The two governments initialled the bilateral agreement on Thursday, with further details to be “cleaned up” in the coming days.

But the agreement, which largely relates to China sending police and soldiers to “maintain social order” when called upon, makes no mention of any bases or permanent military presence in the Solomons.

“The people that are rushing to that conclusion are security hawks in Canberra,” said Professor James Laurenceson, director of the Australia-China Relations Institute at UTS.

He told The New Daily that China is unusual for a world power in that it only has one overseas military base in the small African nation of Djibouti.

China’s promise to send in police and troops at the request of the Solomon Islands government follows several days of violent protests late last year.

During the protests, looters tore through Chinatown in the nation’s capital, Honiara, after the government switched diplomatic recognition from Taiwan to the People’s Republic of China.

Another aspect of the security agreement will allow Chinese warships to refuel and replenish in the island nation.

Under the deal, Chinese warships will be allowed to refuel in the Solomon Islands.
Chinese warships will be allowed to refuel in the Solomon Islands. Photo: Getty

The Solomon Islands government on Friday added that it “is conscious of the security ramification of hosting a military base, and it will not be careless to allow such initiative to take place under its watch”.

It, like many Pacific nations, maintains a policy of being “friends to all and enemy to none”.

“But in moving forward it is clear that we need to diversify our relationship with other partners, and what is wrong with that?” Prime Minister Manasseh Sogavare said earlier in the week.

“We find it insulting to be branded as unfit to manage our sovereign affairs, and that we have other motives in pursuing our national interests.”

But critics say the deal sets the stage for a future Chinese military presence in the Solomons.

Defence analyst Dr Allan Orr accused the Morrison government of “an unforgivable security lapse” in not lobbying against the deal sooner.

“This is 100 per cent aimed at Australia, this isn’t part of China’s broader geopolitical moves in the region,” he told TND.

Dr Orr believes China ultimately aims to establish a military presence that could be used as leverage or, amid escalating tension, as “the last step towards war”.

Protests turned violent in Honiara's Chinatown last November.
Protests turned violent in Honiara’s Chinatown last November.

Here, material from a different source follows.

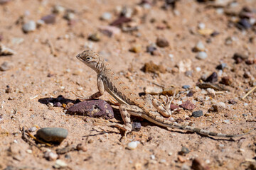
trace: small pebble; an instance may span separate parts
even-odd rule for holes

Photo: Getty

Opponents of the deal in the Solomon Islands fear their country will become “a puppet state of China”.

Some Australian pundits have even floated the idea of invading the Solomon Islands, but Dr Orr said this should be out of the question.

The Solomons government said if China wanted a military base, it would have established one in Fiji or Papua New Guinea already.

Whatever eventuates, the security agreement will be a massive bargaining chip between Australia and China in the near future.

However, Professor Laurenceson believes the relationship between the two countries has already soured to the point that it will have little noticeable impact.

“I don’t think China will be surprised by Australia’s vigorous opposition to this,” he said.

“So I doubt this in itself is going to make things much worse than they already are.”